En ce qui concerne le doute sérieux quant à la légalité de la décision en litige :
En l’état de l’instruction, aucun des moyens invoqués et visés dans la présente ordonnance n’est de nature à faire naître un doute sérieux quant à la légalité de la décision attaquée. Par suite, les conclusions aux fins de suspension de l’exécution de la décision attaquée doivent être rejetées ainsi que, par conséquence, les conclusions à fin d’injonction sous astreinte
Sur les frais liés au litige :
Aux termes de l’article L. 761-1 du code de justice administrative : « Dans toutes les instances, le juge condamne la partie tenue aux dépens ou, à défaut, la partie perdante, à payer à l’autre partie la somme qu’il détermine, au titre des frais exposés et non compris dans les dépens. Le juge tient compte de l’équité ou de la situation économique de la partie condamnée. Il peut, même d’office, pour des raisons tirées des mêmes considérations, dire qu’il n’y a pas lieu à cette condamnation. ». Aux termes du deuxième alinéa de l’article 37 de la loi du 10 juillet 1991 relative à l’aide juridique : « Dans toutes les instances, le juge condamne la partie tenue aux dépens, ou qui perd son procès, et non bénéficiaire de l’aide juridictionnelle, à payer à l’avocat pouvant être rétribué, totalement ou partiellement, au titre de l’aide juridictionnelle, une somme qu’il détermine et qui ne saurait être inférieure à la part contributive de l’État majorée de 50 %, au titre des honoraires et frais non compris dans les dépens que le bénéficiaire de l’aide aurait exposés s’il n’avait pas eu cette aide. Les parties peuvent produire les justificatifs des sommes qu’elles demandent et le juge tient compte de l’équité ou de la situation économique de la partie condamnée. Il peut, même d’office, pour des raisons tirées des mêmes considérations, dire qu’il n’y a pas lieu à cette condamnation. »

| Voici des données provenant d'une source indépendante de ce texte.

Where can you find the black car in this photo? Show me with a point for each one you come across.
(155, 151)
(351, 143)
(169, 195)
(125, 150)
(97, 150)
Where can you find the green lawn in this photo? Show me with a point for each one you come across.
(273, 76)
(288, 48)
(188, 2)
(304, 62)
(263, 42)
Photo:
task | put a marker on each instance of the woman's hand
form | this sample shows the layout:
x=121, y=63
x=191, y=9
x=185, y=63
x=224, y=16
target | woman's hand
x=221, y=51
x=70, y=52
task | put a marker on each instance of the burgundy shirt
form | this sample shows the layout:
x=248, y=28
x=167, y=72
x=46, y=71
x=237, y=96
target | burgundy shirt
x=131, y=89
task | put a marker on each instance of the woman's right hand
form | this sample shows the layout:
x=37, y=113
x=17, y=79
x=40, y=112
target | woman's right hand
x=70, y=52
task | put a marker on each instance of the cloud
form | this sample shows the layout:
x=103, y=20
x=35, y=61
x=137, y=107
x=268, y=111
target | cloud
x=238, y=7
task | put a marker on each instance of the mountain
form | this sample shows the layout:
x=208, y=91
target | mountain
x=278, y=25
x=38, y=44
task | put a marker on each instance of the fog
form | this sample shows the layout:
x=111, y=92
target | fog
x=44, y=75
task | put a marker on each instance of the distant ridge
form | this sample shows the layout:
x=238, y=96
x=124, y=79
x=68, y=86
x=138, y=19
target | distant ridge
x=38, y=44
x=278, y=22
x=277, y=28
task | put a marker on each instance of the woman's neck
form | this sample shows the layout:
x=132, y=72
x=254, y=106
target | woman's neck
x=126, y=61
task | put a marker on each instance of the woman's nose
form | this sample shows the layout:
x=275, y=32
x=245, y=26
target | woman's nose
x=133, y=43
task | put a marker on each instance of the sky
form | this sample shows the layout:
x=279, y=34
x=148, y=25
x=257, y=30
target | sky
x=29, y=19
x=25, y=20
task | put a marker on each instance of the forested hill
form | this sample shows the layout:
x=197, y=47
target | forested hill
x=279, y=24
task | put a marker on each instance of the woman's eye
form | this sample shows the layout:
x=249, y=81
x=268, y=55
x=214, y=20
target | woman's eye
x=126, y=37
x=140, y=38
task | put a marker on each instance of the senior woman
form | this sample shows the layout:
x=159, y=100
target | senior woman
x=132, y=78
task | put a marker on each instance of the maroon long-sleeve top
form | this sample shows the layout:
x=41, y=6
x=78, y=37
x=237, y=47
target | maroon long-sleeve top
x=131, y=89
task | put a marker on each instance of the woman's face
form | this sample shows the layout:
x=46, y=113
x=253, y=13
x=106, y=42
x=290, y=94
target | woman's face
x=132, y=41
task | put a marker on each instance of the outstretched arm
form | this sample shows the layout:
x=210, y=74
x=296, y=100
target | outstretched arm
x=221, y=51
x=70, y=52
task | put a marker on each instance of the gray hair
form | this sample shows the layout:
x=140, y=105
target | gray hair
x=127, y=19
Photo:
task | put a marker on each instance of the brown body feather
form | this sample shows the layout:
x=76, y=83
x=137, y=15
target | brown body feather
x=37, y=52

Ces dispositions font obstacle à ce que soit mise à la charge du préfet du
Val-de-Marne, qui n’est pas, dans la présente instance, la partie perdante, la somme demandée par M. B… au titre des frais exposés par lui et non compris dans les dépens. En application de ces mêmes dispositions, il n’y a pas lieu, dans les circonstances de l’espèce, de mettre à la charge de M. B… la somme demandée au même titre.
O R D O N N E :
Article 1er : M. B… est admis, à titre provisoire, au bénéfice de l’aide juridictionnelle.
Article 2 : Les conclusions de la requête de M. B… sont rejetées pour le surplus.
Article 3 : Les conclusions présentées par le préfet du Val-de-Marne au titre de l’article L. 761-1 du code de justice administrative sont rejetées.
Article 4 : La présente ordonnance sera notifiée à M. A… B…, au ministre de l’intérieur et à Me Scalbert.
Copie en sera adressée pour information au préfet du Val-de-Marne.
Fait à Melun, le 15 octobre 2025.
Le juge des référés,
Signé : B. DUHAMEL
La République mande et ordonne au ministre de l’intérieur en ce qui le concerne ou à tous commissaires de justice à ce requis en ce qui concerne les voies de droit commun contre les parties privées, de pourvoir à l’exécution de la présente décision.